And I don’t think this is a “regularization” of French-origin words: why would this regularization affect some words and not others? I think this is something which can be explained diachronically: the 32 words whose stress is always final represent the last group of words which entered Chinook Jargon from French, at a time when knowledge of French was so widespread among those Chinook Jargon speakers whose descendants ended up with Grand Ronde Chinook as their dominant language that the loanwords could be reproduced with their alien (to Chinook Jargon) final stress.
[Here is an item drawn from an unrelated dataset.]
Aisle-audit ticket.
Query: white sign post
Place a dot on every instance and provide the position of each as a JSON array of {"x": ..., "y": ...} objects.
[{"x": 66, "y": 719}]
The two words with consistent initial stress (lápʰusmu, láshəmine) represent, conversely, the oldest layer of Chinook Jargon gallicisms, dating back to a time when French was a donor language like any other, and whose loanwords underwent the same phonological adaptation (initial stress) other loanwords did.
As for the other words, with variable stress, they must represent words which entered Chinook Jargon from French between the earliest and latest time periods referred to above: knowledge of French was spreading, and bilingual speakers must have been able to reproduce French stress placement (or use their knowledge of French to stress the initial syllable of the French etymon and not the initial /lV/ which these bilinguals knew was a separate word). Speakers of Chinook Jargon ignorant of French could not do so, of course.
As a result these speakers not knowing French stressed the final syllable of these loanwords. Since for the next generations of speakers variable stress placement became the “norm” for this stratum of words, we must assume that speakers who were bilingual in French and those who were not were each approximately equal in demographic weight/social prestige (explaining why the variability persisted over the generations).